Take and share screenshots of useful info the customer is showing you. Make sure you're not sharing anything sensitive. Let the customer know that you're doing that. "Could you pause there? I'm gonna screenshot this little bit and share it with my team".

Ask for help when needed

Rest assured that escalation is okay, and that other GitLabbers are happy to help. The care of the customers is a shared responsibility. Tag the support team if you haven't started getting help in your Slack thread. Tag the support managers if you need to escalate further.

If another support engineer joins your emergency call, feel free to assign them a role to divide up the labor.

So and so would you please (take notes, reach out to this product team and ask for help, look up the code for this and see what you can find)?

Take care of yourself

Make an effort to actively de-stress during your on-call shift. After being on-call you should consider taking time off, as noted in the main handbook. Being available for issues and outages will wear on you even if there were no pages. Resting is critical for proper functioning. Just let your team know.

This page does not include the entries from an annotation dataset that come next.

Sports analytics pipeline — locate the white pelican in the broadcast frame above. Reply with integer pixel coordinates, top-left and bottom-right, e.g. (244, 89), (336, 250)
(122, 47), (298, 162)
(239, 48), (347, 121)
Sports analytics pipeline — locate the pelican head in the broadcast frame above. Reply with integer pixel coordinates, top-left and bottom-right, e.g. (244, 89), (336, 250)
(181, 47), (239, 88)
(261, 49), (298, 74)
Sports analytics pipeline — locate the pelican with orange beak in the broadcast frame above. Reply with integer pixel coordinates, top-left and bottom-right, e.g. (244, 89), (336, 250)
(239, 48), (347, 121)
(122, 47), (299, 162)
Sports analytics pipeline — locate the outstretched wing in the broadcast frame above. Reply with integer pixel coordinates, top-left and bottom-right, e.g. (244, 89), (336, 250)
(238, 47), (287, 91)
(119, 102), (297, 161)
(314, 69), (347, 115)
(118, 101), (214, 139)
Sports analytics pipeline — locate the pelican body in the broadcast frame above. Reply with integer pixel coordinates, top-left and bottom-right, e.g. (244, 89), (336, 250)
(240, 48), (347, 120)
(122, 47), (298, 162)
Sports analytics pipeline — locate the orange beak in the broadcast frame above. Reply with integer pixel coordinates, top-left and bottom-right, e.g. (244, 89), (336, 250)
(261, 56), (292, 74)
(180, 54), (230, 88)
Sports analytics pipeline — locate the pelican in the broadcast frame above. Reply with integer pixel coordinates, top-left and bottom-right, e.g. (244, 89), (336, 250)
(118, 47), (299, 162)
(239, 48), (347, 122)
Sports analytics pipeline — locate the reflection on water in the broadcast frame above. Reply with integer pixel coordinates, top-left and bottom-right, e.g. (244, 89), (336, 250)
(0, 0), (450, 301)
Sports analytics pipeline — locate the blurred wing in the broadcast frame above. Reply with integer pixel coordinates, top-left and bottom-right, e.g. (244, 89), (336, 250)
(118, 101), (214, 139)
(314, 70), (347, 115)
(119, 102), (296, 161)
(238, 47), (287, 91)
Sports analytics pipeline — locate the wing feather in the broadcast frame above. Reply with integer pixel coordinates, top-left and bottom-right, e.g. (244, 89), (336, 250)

When you're in a call, don't feel too much pressure to have immediate answers. You're allowed to pause for a few minutes for researching, asking for help, etc. A five minute reply is still much better than waiting for SLA email replies. Make sure to communicate and let the customer know what you're doing. Example: "I'm gonna take a few minutes to work through the code here and make sense of it".

How it works

Schedule

We do 7 days of 8-hour shifts in a follow-the-sun style, based on your location.

You can view the schedule and the escalation policy on PagerDuty. You can also opt to subscribe to your on-call schedule, which is updated daily.

Swapping On-Call Duty

To swap on-call duty with a fellow support engineer:

Starting on-call

Please double-check that your alerts are working. You can send a test page to make sure that you're being alerted appropriately.

When your on-call shift starts, you should get some sort of notification(s) that your shift is starting.

PagerDuty Alerts

  1. When an emergency is triggered, you'll receive an alert from PD. This will probably be a text, phone call, email, Slack message, and/or boot to the head (depending on your notification preferences).
  2. Acknowledge the alert in PagerDuty or Slack. This means that you are handling the emergency and are starting to look into it. After 10 minutes, if the alert has not been acknowledged, everyone on the customer on-call rotation is alerted. After a further 5 minutes, management is alerted.
  3. Compare the customer's problem statement with our definitions of support impact. If you don't think that this is an actual emergency, then ask for a second opinion and kindly let the customer know if that's the decision we make.
  4. If the situation is actually an emergency, then please reply to the customer and offer a Zoom call.
  5. Click "resolve" after you've replied to the customer. This means that you are actively handling the emergency now and will see it through.
  6. Start a thread in #support_self-managed with the ticket link. "Thread for emergency ticket LINK HERE".

  7. After 30 minutes, if the customer has not responded to our initial contact with them, let them know that the emergency ticket will be closed and that you are opening a normal priority ticket on their behalf. Also let them know that they are welcome to open a new emergency ticket if necessary.